Buccaneers coach Bruce Arians walks along the sideline before the team's NFL game against the Falcons on Dec. 5, 2021, in Atlanta.  Credit: AP

TAMPA, Fla. — Bruce Arians has decided to retire as coach of the Tampa Bay Buccaneers and move into a front-office role with the team, a stunning move announced Wednesday night.

Arians, who will turn 70 this coming season, coached the Bucs to the Super Bowl title in the 2020 season — Tom Brady’s first with Tampa Bay. The Bucs were 31-18 in Arians’ three seasons there and he was 80-48-1 in eight years as a head coach overall when adding in his five seasons with the Arizona Cardinals.

Defensive coordinator Todd Bowles will replace Arians as coach.

Bowles went 24-40 in four seasons as head coach with the Jets from 2015 through 2018 and was an interim head coach in Miami for three games in 2011.

“I am appreciative of the Glazer family and Jason Licht for having faith in me to take on this role, and to Coach Arians for his support and guidance over the past four decades,” Bowles said. “Tampa has become home for my family, and we are excited to remain part of this community for years to come. ... I am eager to get started with our players, coaching staff, and front office in preparation for the 2022 season.”

NBC Sports and the Los Angeles Times first reported Arians’ decision and that Bowles would be promoted.

“I have spent most of the last 50 years of my life on the sidelines as a football coach in one form or another,” Arians said in a statement released by the team. “Today, I have made the decision to move from the sidelines into another role with the Buccaneers front office, assisting (general manager) Jason Licht and his staff.

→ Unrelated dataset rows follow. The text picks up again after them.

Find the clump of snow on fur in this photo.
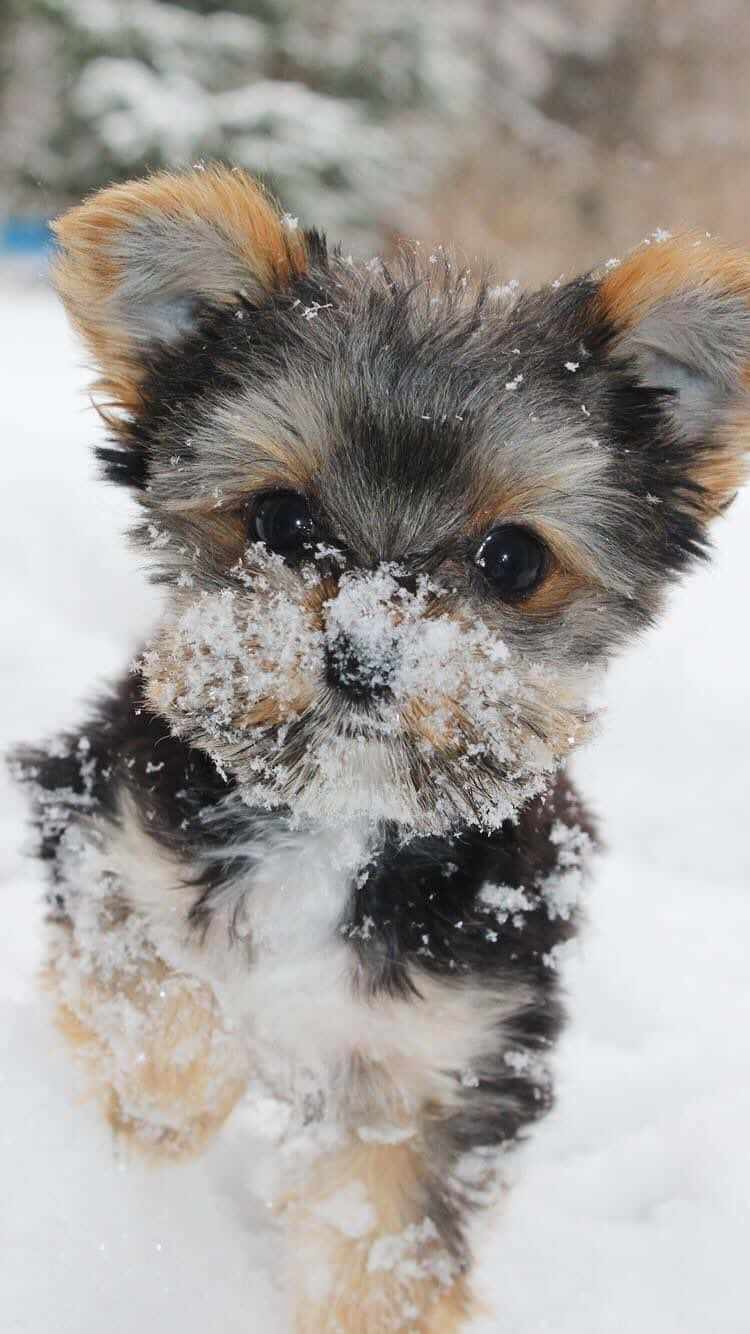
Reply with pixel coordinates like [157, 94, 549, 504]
[487, 279, 519, 303]
[542, 821, 591, 920]
[478, 882, 536, 927]
[541, 939, 576, 971]
[312, 1180, 377, 1238]
[504, 1047, 551, 1093]
[451, 1145, 501, 1208]
[357, 1124, 416, 1144]
[145, 546, 322, 734]
[479, 819, 591, 930]
[367, 1217, 456, 1286]
[14, 736, 101, 881]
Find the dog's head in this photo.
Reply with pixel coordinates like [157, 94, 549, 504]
[53, 169, 750, 831]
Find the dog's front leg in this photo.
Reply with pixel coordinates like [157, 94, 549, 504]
[44, 916, 247, 1157]
[280, 1123, 482, 1334]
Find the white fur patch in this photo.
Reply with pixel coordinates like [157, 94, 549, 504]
[103, 800, 532, 1135]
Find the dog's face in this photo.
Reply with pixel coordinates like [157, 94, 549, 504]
[54, 170, 750, 831]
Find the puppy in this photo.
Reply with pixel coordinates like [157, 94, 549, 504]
[15, 168, 750, 1332]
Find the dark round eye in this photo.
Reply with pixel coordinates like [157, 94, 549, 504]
[250, 491, 317, 556]
[474, 524, 548, 601]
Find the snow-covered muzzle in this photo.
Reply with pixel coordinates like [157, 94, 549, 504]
[144, 545, 597, 833]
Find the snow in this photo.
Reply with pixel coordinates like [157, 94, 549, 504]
[147, 533, 587, 831]
[312, 1181, 377, 1240]
[1, 286, 749, 1332]
[478, 822, 591, 928]
[366, 1216, 456, 1287]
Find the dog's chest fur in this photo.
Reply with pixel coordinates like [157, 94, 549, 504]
[121, 814, 385, 1082]
[23, 673, 590, 1138]
[103, 807, 535, 1124]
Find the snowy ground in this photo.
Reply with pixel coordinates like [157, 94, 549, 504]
[1, 286, 748, 1334]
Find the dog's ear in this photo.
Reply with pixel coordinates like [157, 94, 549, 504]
[52, 167, 308, 412]
[597, 234, 750, 519]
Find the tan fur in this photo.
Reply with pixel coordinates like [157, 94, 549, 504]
[517, 564, 591, 617]
[52, 166, 308, 413]
[221, 431, 325, 502]
[238, 688, 316, 729]
[145, 604, 316, 731]
[469, 476, 573, 538]
[304, 575, 346, 623]
[401, 697, 460, 753]
[598, 233, 750, 330]
[692, 405, 750, 515]
[283, 1137, 477, 1333]
[292, 1271, 474, 1334]
[402, 678, 588, 766]
[45, 923, 246, 1157]
[158, 438, 326, 522]
[165, 509, 250, 571]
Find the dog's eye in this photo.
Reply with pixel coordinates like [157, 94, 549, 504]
[474, 525, 548, 601]
[250, 491, 317, 556]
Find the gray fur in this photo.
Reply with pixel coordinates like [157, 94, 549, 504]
[111, 212, 270, 343]
[618, 288, 750, 440]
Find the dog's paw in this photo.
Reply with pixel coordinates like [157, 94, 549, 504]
[47, 937, 247, 1158]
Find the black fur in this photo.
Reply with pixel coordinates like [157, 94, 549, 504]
[344, 772, 587, 1000]
[15, 672, 234, 917]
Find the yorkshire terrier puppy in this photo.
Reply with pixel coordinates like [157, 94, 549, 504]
[15, 168, 750, 1332]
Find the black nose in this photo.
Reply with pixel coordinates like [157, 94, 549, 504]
[325, 633, 396, 703]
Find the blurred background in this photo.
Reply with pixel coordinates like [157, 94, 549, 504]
[1, 0, 749, 279]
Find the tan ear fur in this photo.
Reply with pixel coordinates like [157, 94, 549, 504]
[598, 233, 750, 517]
[598, 232, 750, 329]
[52, 166, 308, 412]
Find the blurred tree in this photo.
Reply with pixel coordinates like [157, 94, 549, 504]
[0, 0, 615, 248]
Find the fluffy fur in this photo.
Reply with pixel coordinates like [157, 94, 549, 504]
[14, 168, 750, 1332]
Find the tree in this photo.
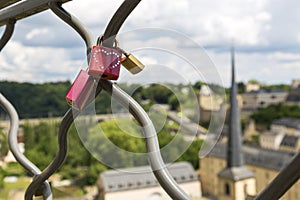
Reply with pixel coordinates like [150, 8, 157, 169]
[142, 84, 173, 104]
[0, 167, 4, 189]
[168, 94, 179, 110]
[23, 122, 57, 169]
[251, 103, 300, 127]
[0, 81, 71, 118]
[0, 127, 8, 158]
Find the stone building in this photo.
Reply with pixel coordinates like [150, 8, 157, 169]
[286, 80, 300, 106]
[259, 131, 285, 150]
[199, 144, 299, 199]
[96, 162, 201, 200]
[271, 117, 300, 136]
[199, 48, 300, 200]
[279, 135, 300, 153]
[242, 90, 288, 111]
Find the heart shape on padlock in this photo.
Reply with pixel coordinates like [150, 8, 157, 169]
[88, 45, 122, 80]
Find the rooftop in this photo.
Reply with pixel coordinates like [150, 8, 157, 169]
[244, 89, 287, 94]
[207, 143, 295, 171]
[98, 162, 198, 193]
[272, 117, 300, 130]
[280, 135, 300, 148]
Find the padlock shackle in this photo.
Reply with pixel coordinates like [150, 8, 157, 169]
[97, 35, 119, 48]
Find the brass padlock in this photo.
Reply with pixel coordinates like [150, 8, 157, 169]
[120, 50, 145, 74]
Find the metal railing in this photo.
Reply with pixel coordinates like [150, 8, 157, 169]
[1, 0, 299, 200]
[1, 0, 190, 199]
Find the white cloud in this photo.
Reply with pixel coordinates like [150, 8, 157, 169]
[208, 50, 300, 86]
[25, 28, 50, 40]
[1, 0, 300, 85]
[0, 41, 82, 82]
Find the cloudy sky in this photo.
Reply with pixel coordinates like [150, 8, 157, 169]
[1, 0, 300, 86]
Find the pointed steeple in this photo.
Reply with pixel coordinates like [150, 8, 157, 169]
[216, 47, 256, 200]
[227, 46, 244, 168]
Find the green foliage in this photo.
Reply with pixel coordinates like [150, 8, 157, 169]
[141, 84, 173, 104]
[251, 103, 300, 127]
[0, 81, 71, 118]
[23, 122, 58, 170]
[237, 82, 245, 94]
[192, 81, 204, 90]
[260, 83, 291, 91]
[248, 79, 260, 84]
[21, 116, 203, 189]
[3, 162, 24, 177]
[0, 127, 9, 158]
[168, 94, 179, 110]
[177, 139, 203, 169]
[0, 167, 4, 188]
[251, 134, 260, 145]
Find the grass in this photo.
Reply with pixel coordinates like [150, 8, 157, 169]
[53, 186, 85, 197]
[0, 176, 30, 199]
[0, 176, 85, 199]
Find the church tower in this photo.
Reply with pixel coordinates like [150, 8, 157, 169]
[217, 47, 256, 200]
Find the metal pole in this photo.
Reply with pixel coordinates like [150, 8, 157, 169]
[255, 151, 300, 200]
[0, 19, 15, 52]
[48, 1, 94, 62]
[24, 2, 95, 199]
[26, 0, 191, 199]
[99, 80, 191, 200]
[0, 93, 52, 200]
[0, 0, 71, 27]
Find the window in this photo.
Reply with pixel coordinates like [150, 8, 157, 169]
[271, 95, 277, 99]
[244, 183, 248, 195]
[265, 172, 269, 179]
[148, 192, 163, 200]
[225, 183, 230, 195]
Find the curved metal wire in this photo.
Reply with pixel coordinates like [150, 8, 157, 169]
[26, 0, 191, 199]
[102, 0, 141, 47]
[25, 108, 79, 200]
[48, 1, 94, 62]
[0, 19, 16, 51]
[255, 151, 300, 200]
[24, 2, 94, 199]
[99, 80, 191, 200]
[0, 93, 52, 200]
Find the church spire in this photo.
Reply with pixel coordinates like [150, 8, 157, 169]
[227, 46, 244, 168]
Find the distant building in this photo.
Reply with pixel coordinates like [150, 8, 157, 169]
[245, 82, 260, 92]
[271, 117, 300, 135]
[291, 79, 300, 89]
[259, 131, 285, 150]
[200, 48, 256, 200]
[279, 135, 300, 153]
[242, 90, 288, 111]
[199, 143, 299, 200]
[199, 49, 300, 200]
[286, 79, 300, 106]
[96, 162, 201, 200]
[199, 85, 225, 124]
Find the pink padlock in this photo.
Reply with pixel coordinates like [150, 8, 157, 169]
[66, 70, 96, 110]
[88, 36, 122, 80]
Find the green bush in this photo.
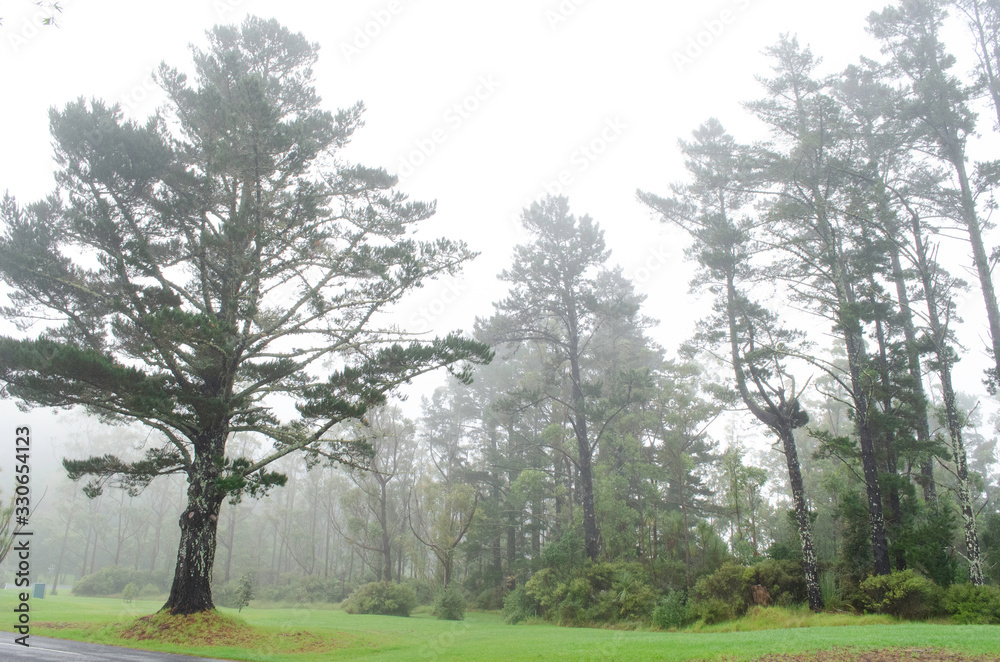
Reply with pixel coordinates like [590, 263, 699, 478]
[236, 571, 254, 612]
[744, 559, 808, 607]
[433, 586, 466, 620]
[72, 567, 168, 596]
[652, 590, 690, 630]
[524, 568, 564, 613]
[474, 587, 504, 610]
[859, 570, 942, 619]
[610, 566, 657, 621]
[690, 562, 750, 618]
[121, 582, 139, 604]
[502, 585, 538, 624]
[943, 583, 1000, 624]
[248, 574, 355, 604]
[342, 581, 416, 617]
[691, 597, 735, 625]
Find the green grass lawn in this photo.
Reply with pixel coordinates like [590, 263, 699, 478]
[1, 591, 998, 661]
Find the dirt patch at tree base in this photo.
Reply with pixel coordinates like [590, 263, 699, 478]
[114, 610, 351, 653]
[755, 649, 1000, 662]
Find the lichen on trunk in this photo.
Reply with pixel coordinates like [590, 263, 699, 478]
[162, 454, 225, 615]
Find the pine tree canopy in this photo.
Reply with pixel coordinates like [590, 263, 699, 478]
[0, 16, 492, 501]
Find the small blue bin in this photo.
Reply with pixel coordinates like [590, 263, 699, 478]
[32, 583, 44, 599]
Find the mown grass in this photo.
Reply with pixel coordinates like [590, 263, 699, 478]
[1, 591, 998, 661]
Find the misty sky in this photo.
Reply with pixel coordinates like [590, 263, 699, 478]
[1, 0, 994, 450]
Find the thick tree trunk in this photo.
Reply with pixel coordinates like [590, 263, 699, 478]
[162, 456, 225, 615]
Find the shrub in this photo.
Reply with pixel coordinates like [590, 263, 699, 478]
[121, 582, 139, 604]
[744, 559, 808, 607]
[474, 587, 504, 610]
[433, 586, 466, 620]
[690, 562, 750, 619]
[691, 597, 735, 625]
[943, 583, 1000, 624]
[236, 571, 254, 612]
[502, 585, 538, 624]
[611, 567, 657, 621]
[72, 567, 168, 597]
[652, 590, 690, 630]
[342, 581, 416, 617]
[523, 568, 564, 613]
[859, 570, 942, 620]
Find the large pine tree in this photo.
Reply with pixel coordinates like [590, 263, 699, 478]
[0, 17, 490, 614]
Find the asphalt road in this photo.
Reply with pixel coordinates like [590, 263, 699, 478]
[0, 633, 229, 661]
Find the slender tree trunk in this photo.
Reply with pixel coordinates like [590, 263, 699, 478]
[938, 359, 986, 584]
[887, 244, 937, 504]
[379, 478, 392, 583]
[149, 513, 162, 573]
[780, 428, 824, 610]
[79, 526, 91, 578]
[724, 273, 824, 608]
[51, 514, 73, 596]
[827, 223, 891, 576]
[952, 146, 1000, 389]
[223, 503, 237, 583]
[874, 316, 905, 572]
[324, 509, 331, 579]
[506, 513, 517, 588]
[908, 210, 986, 584]
[89, 529, 99, 575]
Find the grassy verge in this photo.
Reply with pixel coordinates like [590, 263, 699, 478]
[1, 591, 997, 661]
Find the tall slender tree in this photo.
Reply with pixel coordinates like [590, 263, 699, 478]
[869, 0, 1000, 392]
[481, 195, 647, 561]
[746, 37, 892, 575]
[640, 118, 824, 608]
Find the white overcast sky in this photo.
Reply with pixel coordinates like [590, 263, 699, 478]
[1, 0, 997, 442]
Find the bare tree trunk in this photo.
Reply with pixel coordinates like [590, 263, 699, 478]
[51, 513, 73, 596]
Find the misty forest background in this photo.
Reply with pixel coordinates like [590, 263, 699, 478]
[4, 0, 1000, 627]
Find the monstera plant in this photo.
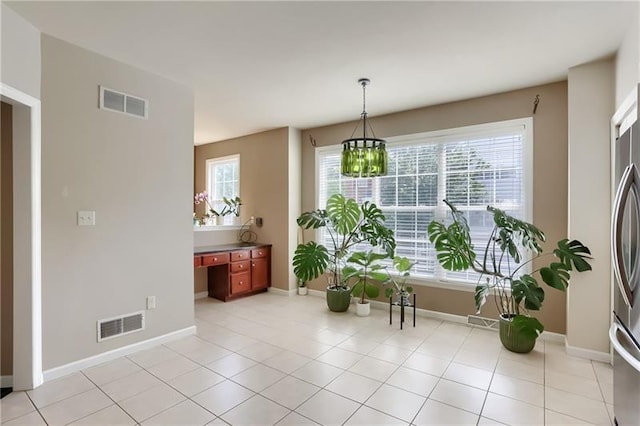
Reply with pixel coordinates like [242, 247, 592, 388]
[428, 200, 593, 353]
[293, 194, 395, 312]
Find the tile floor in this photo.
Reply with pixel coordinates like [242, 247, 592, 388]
[1, 293, 615, 425]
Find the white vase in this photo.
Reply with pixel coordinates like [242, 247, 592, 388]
[298, 287, 308, 296]
[215, 216, 224, 226]
[356, 301, 370, 317]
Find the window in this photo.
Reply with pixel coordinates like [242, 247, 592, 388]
[206, 154, 240, 214]
[316, 118, 532, 287]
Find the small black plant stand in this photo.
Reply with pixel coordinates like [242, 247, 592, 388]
[389, 293, 416, 329]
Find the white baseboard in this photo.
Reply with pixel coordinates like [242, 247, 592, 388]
[194, 291, 208, 300]
[539, 331, 566, 343]
[307, 288, 327, 298]
[267, 287, 297, 296]
[1, 375, 13, 387]
[368, 298, 468, 324]
[43, 326, 196, 383]
[566, 342, 612, 363]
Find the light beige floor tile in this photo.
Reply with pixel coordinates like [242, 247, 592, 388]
[495, 357, 544, 384]
[429, 379, 487, 414]
[209, 333, 259, 352]
[191, 379, 255, 416]
[262, 376, 320, 410]
[325, 371, 382, 403]
[482, 392, 544, 425]
[386, 366, 439, 397]
[127, 346, 180, 369]
[82, 357, 142, 386]
[365, 383, 426, 422]
[312, 328, 351, 345]
[416, 339, 460, 360]
[383, 334, 424, 351]
[413, 399, 478, 425]
[288, 338, 333, 358]
[237, 341, 283, 362]
[147, 355, 201, 381]
[546, 409, 597, 425]
[164, 335, 212, 354]
[100, 369, 162, 402]
[276, 411, 319, 425]
[601, 381, 613, 405]
[403, 352, 450, 377]
[0, 391, 36, 422]
[168, 367, 225, 397]
[489, 373, 544, 407]
[356, 327, 397, 343]
[142, 399, 215, 425]
[593, 361, 613, 385]
[477, 416, 508, 426]
[205, 353, 257, 378]
[338, 335, 380, 354]
[546, 369, 603, 401]
[316, 347, 364, 369]
[262, 350, 312, 374]
[344, 405, 407, 425]
[367, 343, 413, 364]
[39, 389, 113, 426]
[545, 387, 610, 425]
[69, 405, 135, 425]
[546, 352, 597, 380]
[230, 364, 286, 392]
[443, 362, 493, 390]
[606, 403, 615, 425]
[453, 348, 500, 371]
[291, 360, 344, 387]
[348, 356, 398, 382]
[3, 410, 47, 425]
[221, 394, 290, 426]
[184, 343, 233, 365]
[27, 372, 95, 408]
[499, 346, 545, 368]
[295, 389, 360, 426]
[118, 384, 185, 422]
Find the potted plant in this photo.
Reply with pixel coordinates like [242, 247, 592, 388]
[428, 200, 592, 353]
[298, 279, 308, 296]
[343, 251, 389, 316]
[293, 193, 395, 312]
[221, 196, 242, 225]
[194, 191, 222, 225]
[384, 256, 415, 307]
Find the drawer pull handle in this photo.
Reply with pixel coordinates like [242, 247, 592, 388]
[239, 264, 243, 268]
[213, 257, 217, 261]
[252, 263, 256, 267]
[240, 281, 244, 285]
[258, 251, 263, 255]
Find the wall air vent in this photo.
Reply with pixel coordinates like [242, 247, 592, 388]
[97, 311, 145, 342]
[99, 86, 148, 119]
[467, 315, 499, 329]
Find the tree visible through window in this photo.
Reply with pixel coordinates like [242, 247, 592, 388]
[316, 119, 531, 285]
[206, 154, 240, 214]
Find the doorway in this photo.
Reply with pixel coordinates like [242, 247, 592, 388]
[1, 101, 13, 397]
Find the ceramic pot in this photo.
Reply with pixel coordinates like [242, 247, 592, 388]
[298, 286, 308, 296]
[356, 301, 370, 317]
[499, 314, 537, 353]
[326, 286, 351, 312]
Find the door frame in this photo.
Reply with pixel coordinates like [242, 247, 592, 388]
[0, 83, 42, 390]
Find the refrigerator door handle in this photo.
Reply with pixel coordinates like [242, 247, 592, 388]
[610, 320, 640, 373]
[612, 163, 637, 308]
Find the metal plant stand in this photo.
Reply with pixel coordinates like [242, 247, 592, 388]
[389, 293, 416, 329]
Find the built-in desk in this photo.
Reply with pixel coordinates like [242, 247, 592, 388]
[194, 243, 271, 302]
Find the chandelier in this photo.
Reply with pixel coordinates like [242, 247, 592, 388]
[340, 78, 388, 178]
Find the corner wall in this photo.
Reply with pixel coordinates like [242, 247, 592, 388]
[302, 82, 570, 333]
[41, 35, 195, 370]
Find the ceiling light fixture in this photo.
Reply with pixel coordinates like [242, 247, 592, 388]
[341, 78, 388, 178]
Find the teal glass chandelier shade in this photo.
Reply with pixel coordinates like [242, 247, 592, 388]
[340, 78, 388, 178]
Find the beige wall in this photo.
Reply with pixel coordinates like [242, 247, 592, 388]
[194, 127, 295, 291]
[1, 102, 14, 377]
[301, 81, 570, 333]
[41, 35, 195, 370]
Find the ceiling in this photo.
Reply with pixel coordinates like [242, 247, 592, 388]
[6, 1, 637, 144]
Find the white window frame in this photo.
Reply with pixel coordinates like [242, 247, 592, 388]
[315, 118, 533, 292]
[206, 154, 240, 212]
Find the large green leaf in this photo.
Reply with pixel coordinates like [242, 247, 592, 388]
[326, 194, 360, 235]
[488, 206, 545, 260]
[297, 209, 328, 229]
[511, 274, 545, 311]
[428, 221, 475, 271]
[511, 315, 544, 340]
[554, 239, 593, 272]
[540, 262, 571, 290]
[475, 284, 490, 312]
[293, 242, 329, 282]
[360, 201, 396, 257]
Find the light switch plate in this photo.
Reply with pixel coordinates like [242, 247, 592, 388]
[77, 211, 95, 226]
[146, 296, 156, 310]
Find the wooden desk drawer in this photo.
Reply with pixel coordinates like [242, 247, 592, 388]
[230, 271, 250, 294]
[201, 253, 229, 266]
[230, 260, 250, 273]
[194, 256, 202, 267]
[231, 250, 250, 262]
[251, 248, 269, 259]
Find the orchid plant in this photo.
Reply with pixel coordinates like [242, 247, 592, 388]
[194, 191, 220, 217]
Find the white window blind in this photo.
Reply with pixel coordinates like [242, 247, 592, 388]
[206, 154, 240, 213]
[316, 119, 532, 285]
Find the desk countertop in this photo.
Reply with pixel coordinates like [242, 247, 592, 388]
[194, 242, 270, 255]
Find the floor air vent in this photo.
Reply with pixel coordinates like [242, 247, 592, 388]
[97, 311, 145, 342]
[467, 315, 499, 329]
[99, 86, 148, 119]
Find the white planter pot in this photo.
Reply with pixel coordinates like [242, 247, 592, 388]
[356, 301, 370, 317]
[298, 287, 308, 296]
[215, 216, 224, 226]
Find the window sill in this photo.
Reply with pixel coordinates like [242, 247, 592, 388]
[193, 225, 242, 232]
[406, 277, 477, 293]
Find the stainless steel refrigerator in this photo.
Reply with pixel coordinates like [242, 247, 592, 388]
[611, 119, 640, 426]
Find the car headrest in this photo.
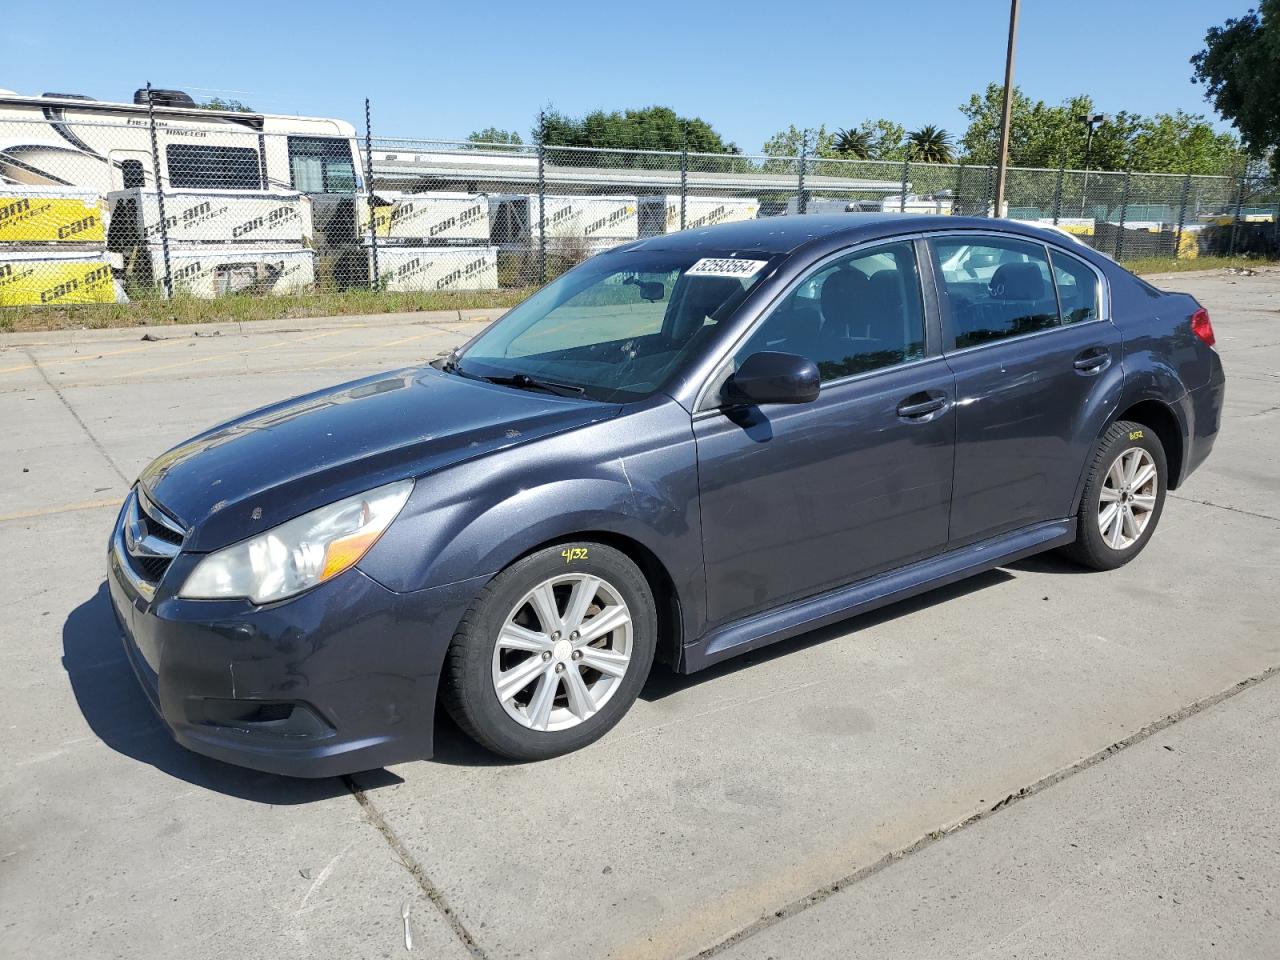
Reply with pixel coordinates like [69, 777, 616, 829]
[819, 270, 868, 325]
[990, 262, 1045, 301]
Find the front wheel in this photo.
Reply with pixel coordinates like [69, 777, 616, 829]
[442, 542, 657, 760]
[1061, 419, 1168, 571]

“I love football. I love the relationships, the strategy, the competition — everything. It has been one hell of a ride, but I know this is the right time for me to make this transition."

Bowles becomes the sixth minority head coach currently in the NFL, joining the Jets' Robert Saleh, Pittsburgh’s Mike Tomlin, Washington’s Ron Rivera, Houston’s Lovie Smith and Miami’s Mike McDaniel. He also is the fourth Black coach in Bucs’ history, joining Tony Dungy, Raheem Morris and Smith.

It is the second major retirement announcement for the Bucs this offseason, following Brady’s announcement in February that he was ending his career. Brady, a seven-time Super Bowl champion quarterback, returned 40 days later, saying he would return for a 23rd season and noting he had “unfinished business.”

Brady, in an Instagram post Wednesday night, said Arians was a major part of his decision to play for Tampa Bay and that he'll be “forever grateful."

“You are an incredible man and coach, and it was a privilege to play for you," Brady wrote. “You are a true NFL legend and pioneer for all the work you have done to make the league more diverse and inclusive. Smart, tough, and loyal are a few of the words to describe your style. I will always remember the conversations we had when you recruited me two years ago and all of the things we discussed came true."

There was no public indication at the NFL’s annual meetings on the Atlantic side of the state in Palm Beach, Florida that such a move was coming. Arians was there, briefly, and did an interview with NFL Network about what the team would have done to replace Brady if the quarterback hadn’t changed his mind. Licht addressed reporters for a short time during the meetings, as did team co-owner Joel Glazer.

Arians did not do a group interview there, with the team saying he was leaving for personal reasons. He was also one of the four coaches who opted to not be part of the annual group photo of all NFL head coaches at the meetings.